Being heavily involved in setting up standard developer workstations, I consider this to be the only practical approach. It's way beyond any specific config item (including telemetry). This is a sure way to get to a stable and consistent configuration.

A few comments:

- It is better to split such a mega-script into a set of named scripts, so admins can mix-and-match their own configuration set. - The configuration set scripts should be re-entrant, that is, one can run it few times in a row, achieving the same stable result. This is an important principle because those scripts evolve over time until they are are stable, so the re-entrancy enabled the re-configuration game.

- Some configuration items are system-based while other are user-account-based. This means that the latter should be invoked automatically once a new user account is created.

- VM is your friend. Wash, rinse, repeat.

- It is not always wise to replace automation (PowerShell) invocations with direct registry modifications. Tradeoffs should be obvious.

- MDT setups should avoid direct system configuration wherever possible, and rely on configuration scripts instead.

- One of the features still not possible to script is setting the policy startup/shutdown/login/logout scripts. One can provide this manually in a base workstation image.
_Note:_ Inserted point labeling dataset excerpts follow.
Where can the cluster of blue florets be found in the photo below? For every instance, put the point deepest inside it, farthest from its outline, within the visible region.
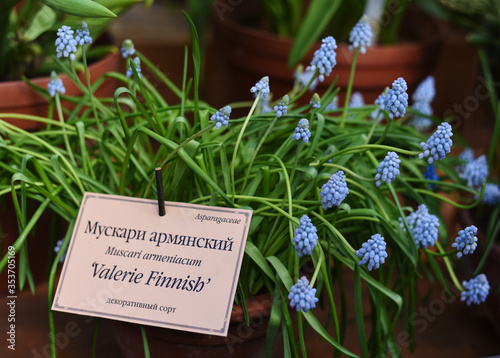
(334, 191)
(315, 101)
(137, 65)
(396, 100)
(388, 169)
(127, 49)
(438, 145)
(491, 194)
(282, 107)
(361, 35)
(475, 172)
(373, 252)
(305, 239)
(475, 290)
(430, 174)
(221, 117)
(262, 86)
(66, 43)
(423, 226)
(324, 58)
(302, 131)
(55, 85)
(302, 296)
(83, 35)
(466, 241)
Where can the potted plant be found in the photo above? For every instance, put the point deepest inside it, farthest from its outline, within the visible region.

- Esp. on Windows systems prior to Windows 10: make sure PowerShell is stable - version and module-wise.

discuss

order

anton_gogolev|9 years ago

I believe the word you're looking for in your very first list item is "idempotent", not "re-entrant".

raffapen|9 years ago

Right. One should ensure that simply re-invoking the script will not break anything by itself. The end result between invocations may be different if scripts are modified between invocations, as getting configuration right is a tricky business.

qplex|9 years ago

This script is a good start.

I would also change the default policy in Windows Firewall to drop all outgoing traffic, and then enable access on application basis, and for basic things such as DNS and DHCP.

Windows 10 will still spam the DNS server for telemetry hostnames, and there seems to be nothing that you can do about that.

And really, if you can, you should switch to a better OS that doesnt require you to work against it.

sixothree|9 years ago

I seem to remember a tool that would allow you to do this but made it easy to enable specific application access. Does anyone remember this tool?